Make sure the top of the shower enclosure is level. Place a tile against the wall on top of the enclosure, mark the wall at the top of the tile, and draw a level reference line around the entire area to be tiled. If the enclosure is not level, base your reference line on a tile placed at the lowest point of the top of the enclosure.
Locate and mark the center point of each area to be tiled.
Make a dry run, lining up the edge of one tile with the center mark and leap-frogging tile pieces side by side to determine how many pieces will be needed and what the corner pieces will look like. If the corner pieces would be very small, repeat the dry run, centering the first tile on the center mark. This will allow you to cut larger and more attractive corner pieces.
If the top of your enclosure is not level, you will need to use the reference line as a starting point to help you keep the tiles level. You may want to line up the top of a board with the reference line and attach it to the wall for added support when you apply the tiles. After the tiles are in place, remove the board, cut tiles to size and install them in the same manner as corner tiles.
Spread a large dollop of mastic adhesive on the wall with the notched trowel. Spread the mastic up to the reference line (Image 1). Then spread it horizontally (Image 2). Hold the trowel at a 45-degree angle when spreading mastic. The notches on the trowel help ensure an even distribution.
Beginning at the center mark, set the tiles firmly in place in a straight row, making sure the spacing lugs are pressed tightly together. Do not set the corner pieces in place yet unless no cutting is required.
After the first row is complete, begin on the second row (Image 1). Repeat this process until the tiles are at the desired height. Periodically check your work to make sure the rows are level (Image 2).
Cut the corner tiles to size, using a tile cutter (Image 3) for straight cuts or a tile saw for irregular cuts (Image 4).
Set the corner pieces in place with the cut edges facing the corners. This will make them harder to detect when the project is finished.
Place mastic directly on the backs of the bull-nose tiles (Image 5). This process, known as back buttering, allows you to put the appropriate amount of mastic on the tile without worrying about putting too much on the wall.
Allow the mastic to dry, then mix a batch of grout according to the manufacturer's instructions. Grout is typically mixed to the consistency of peanut butter.
Spread a liberal amount of grout onto the tile and work it into the joints with a grout float (Image 1). Hold the float at a 45-degree angle, and spread the grout in several different directions to make sure it gets into all the joints.

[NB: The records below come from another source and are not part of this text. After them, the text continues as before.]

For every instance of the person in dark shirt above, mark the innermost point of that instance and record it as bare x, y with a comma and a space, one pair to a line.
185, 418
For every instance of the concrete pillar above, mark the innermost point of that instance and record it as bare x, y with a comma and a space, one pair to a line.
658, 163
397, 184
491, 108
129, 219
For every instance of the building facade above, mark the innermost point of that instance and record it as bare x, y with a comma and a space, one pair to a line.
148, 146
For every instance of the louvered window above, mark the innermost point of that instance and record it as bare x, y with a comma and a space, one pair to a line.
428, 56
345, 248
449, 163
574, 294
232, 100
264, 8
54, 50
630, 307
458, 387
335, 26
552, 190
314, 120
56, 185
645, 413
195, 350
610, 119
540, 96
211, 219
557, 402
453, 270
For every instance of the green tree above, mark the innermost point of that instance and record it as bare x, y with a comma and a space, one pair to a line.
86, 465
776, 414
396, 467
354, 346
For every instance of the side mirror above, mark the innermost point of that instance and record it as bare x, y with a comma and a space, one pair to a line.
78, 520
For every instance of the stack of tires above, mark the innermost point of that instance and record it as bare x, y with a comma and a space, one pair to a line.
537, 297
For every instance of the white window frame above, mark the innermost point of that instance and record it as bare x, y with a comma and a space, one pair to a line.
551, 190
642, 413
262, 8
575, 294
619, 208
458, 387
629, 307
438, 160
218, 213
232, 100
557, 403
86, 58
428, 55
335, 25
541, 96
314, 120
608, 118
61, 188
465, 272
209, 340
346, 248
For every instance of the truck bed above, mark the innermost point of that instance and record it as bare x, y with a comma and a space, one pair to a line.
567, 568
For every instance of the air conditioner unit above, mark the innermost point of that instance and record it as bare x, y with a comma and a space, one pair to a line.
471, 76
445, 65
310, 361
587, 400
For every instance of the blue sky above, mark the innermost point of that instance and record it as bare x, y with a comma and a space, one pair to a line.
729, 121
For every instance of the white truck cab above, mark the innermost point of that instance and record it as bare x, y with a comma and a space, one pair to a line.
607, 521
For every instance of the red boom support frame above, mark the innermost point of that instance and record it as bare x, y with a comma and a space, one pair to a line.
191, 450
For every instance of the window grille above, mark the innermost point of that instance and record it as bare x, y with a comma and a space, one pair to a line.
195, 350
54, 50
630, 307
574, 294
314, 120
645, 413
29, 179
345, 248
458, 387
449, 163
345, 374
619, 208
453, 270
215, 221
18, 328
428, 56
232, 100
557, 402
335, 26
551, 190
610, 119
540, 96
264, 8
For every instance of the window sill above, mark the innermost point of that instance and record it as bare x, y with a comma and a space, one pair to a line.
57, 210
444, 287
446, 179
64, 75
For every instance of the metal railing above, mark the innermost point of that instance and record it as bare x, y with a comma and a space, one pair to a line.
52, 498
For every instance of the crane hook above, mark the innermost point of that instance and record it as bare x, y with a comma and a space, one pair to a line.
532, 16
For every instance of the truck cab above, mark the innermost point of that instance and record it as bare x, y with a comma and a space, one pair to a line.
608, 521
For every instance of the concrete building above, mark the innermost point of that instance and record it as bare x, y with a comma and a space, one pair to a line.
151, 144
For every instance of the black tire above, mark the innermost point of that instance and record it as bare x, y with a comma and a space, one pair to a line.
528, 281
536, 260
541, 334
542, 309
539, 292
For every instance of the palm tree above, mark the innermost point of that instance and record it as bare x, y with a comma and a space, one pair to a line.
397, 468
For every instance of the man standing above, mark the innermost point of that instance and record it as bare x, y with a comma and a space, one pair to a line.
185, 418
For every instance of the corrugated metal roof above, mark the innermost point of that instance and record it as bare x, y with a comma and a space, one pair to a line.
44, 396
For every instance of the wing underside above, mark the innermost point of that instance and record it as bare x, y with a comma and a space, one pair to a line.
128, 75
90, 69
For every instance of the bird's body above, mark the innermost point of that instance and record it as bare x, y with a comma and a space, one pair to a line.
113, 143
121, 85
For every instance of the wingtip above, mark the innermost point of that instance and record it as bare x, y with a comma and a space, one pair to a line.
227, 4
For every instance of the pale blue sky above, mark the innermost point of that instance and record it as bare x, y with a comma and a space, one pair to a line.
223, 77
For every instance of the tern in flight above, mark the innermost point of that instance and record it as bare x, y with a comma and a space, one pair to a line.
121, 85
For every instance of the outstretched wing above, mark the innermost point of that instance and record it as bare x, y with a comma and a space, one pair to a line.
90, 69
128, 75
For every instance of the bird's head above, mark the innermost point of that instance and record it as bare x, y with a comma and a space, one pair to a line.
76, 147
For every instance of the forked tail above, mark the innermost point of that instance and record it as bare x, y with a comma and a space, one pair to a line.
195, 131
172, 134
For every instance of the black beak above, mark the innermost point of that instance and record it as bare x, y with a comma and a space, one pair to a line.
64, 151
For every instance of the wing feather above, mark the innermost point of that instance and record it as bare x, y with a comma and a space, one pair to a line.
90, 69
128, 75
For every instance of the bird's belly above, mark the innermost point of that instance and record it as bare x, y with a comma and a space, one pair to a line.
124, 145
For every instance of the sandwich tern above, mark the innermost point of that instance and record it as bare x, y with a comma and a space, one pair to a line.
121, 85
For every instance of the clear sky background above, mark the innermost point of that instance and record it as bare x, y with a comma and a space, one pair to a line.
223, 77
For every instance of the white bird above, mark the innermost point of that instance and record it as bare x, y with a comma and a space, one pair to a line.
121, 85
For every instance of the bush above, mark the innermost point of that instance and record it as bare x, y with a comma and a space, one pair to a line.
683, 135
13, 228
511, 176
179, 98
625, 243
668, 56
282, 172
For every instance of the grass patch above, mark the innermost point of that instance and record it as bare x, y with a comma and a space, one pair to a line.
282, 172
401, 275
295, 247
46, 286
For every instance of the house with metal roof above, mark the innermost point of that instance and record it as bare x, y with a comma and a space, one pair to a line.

When the grout sets up and forms a powdery film, wipe away the excess from the tile surfaces and the joints with a damp sponge.
Caulk the areas where the tile meets the shower enclosure as well the corners and along the edges of the tile work (Image 2).
Allow the grout to cure according to the manufacturer's recommendations. You may need to dampen the grout periodically. You should be able to use the shower after about 24 hours.